Немец еще что-то говорил, а я чуть с шага не сбился, внезапно вспомнив слова одного надушенного до неприличия фрица. Точно! Я тогда возле госпитальной беседки стоял, а гестаповец – Нахтигаль клеил. Он ведь тоже про Бретань говорил и какого-то прощелыгу Гюнтера вспоминал. Надо же, какая земля, оказывается, маленькая! Куда ни плюнь – везде знакомые обнаруживаются. Пусть даже и опосредованно знакомые. Получается, не зря мне этот Клабке при первом же взгляде понравился. А теперь подтверждается, что он действительно нормальный парень. Вспомнив ту весеннюю ночь и запыханную Хелен, которая вместе с вещмешком с размаху влетела ко мне в руки, решил прояснить ситуацию до конца:
– А девушка? Честно говоря, она произвела странное впечатление. От нее не может быть проблем?
Браун отрицательно покачал головой:
– Я сам не представляю, что с ней произошло и чем было вызвано такое поведение.

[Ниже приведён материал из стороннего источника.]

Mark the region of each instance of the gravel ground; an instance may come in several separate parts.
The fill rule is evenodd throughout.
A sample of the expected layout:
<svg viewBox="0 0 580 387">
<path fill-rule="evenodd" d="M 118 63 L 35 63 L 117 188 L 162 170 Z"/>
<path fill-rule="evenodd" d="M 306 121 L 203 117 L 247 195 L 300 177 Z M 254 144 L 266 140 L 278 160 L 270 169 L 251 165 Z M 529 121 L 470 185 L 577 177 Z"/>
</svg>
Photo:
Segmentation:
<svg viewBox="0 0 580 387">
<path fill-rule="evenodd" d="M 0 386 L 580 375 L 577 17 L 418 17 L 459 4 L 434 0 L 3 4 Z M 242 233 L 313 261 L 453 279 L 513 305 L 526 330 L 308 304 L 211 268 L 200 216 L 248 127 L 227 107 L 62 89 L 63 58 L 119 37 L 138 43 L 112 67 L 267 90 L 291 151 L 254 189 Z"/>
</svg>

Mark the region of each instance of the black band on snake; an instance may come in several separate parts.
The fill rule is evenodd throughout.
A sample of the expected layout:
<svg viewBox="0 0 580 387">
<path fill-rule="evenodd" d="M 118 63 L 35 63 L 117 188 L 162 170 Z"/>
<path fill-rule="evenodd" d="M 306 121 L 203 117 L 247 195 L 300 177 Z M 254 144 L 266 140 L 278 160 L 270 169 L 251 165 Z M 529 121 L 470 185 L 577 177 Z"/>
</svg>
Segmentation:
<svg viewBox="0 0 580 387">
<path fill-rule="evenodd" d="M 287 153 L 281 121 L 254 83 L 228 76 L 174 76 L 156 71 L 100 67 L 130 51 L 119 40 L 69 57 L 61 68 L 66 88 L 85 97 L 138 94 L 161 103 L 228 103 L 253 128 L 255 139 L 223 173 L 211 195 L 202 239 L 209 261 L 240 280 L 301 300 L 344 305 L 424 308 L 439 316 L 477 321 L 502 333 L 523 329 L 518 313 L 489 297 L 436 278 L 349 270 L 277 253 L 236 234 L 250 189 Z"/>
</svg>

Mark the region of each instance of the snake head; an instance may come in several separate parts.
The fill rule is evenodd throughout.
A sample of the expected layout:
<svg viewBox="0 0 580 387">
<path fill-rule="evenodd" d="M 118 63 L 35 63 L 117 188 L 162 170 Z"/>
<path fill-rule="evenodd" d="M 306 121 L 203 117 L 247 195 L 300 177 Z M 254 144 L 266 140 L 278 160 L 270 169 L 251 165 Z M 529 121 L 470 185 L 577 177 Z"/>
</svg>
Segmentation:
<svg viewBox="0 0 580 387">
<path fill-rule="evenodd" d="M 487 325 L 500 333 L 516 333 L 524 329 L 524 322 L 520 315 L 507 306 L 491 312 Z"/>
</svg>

О ее железном характере легенды ходят, а тут вдруг такое. Хотя женщина на войне… сами понимаете… Может, это был запоздалый нервный срыв? Ведь она служила в госпитале на Восточном фронте, а что там творится, вы хорошо осведомлены…
– Хм… Такие нервные срывы очень хорошо лечатся, как бы сказать помягче – пониманием близкого человека.
Я подмигнул Гельмуту, но он ответил серьезно:
– В этом-то и проблема. Мы даже в шутку ей говорим, что она себя готовит к монастырской жизни. У такой красивой девушки нет не только жениха, но и, как вы выразились – близкого человека. Она даже с братом поссорилась, когда тот, имея дальний прицел, попытался ее познакомить с нашим общим другом. Мне кажется, что там, в госпиталях, она получила сильнейшую душевную травму, каждый день видя изнанку войны. Но опасаться ее все равно не следует, да и что она может сделать? Ну увидела меня, беседующего на лавочке с незнакомцем. Чего в этом может быть предосудительного?
– А она что, продолжает и здесь работать в военном госпитале?
– Да, только у нас почти не бывает раненых. Правда фройляйн Нахтигаль все равно пропадает там с утра до вечера. Как сама говорит – повышает квалификацию. Она даже квартиру сняла поближе к месту работы, почти прямо напротив входа в свою любимую больницу.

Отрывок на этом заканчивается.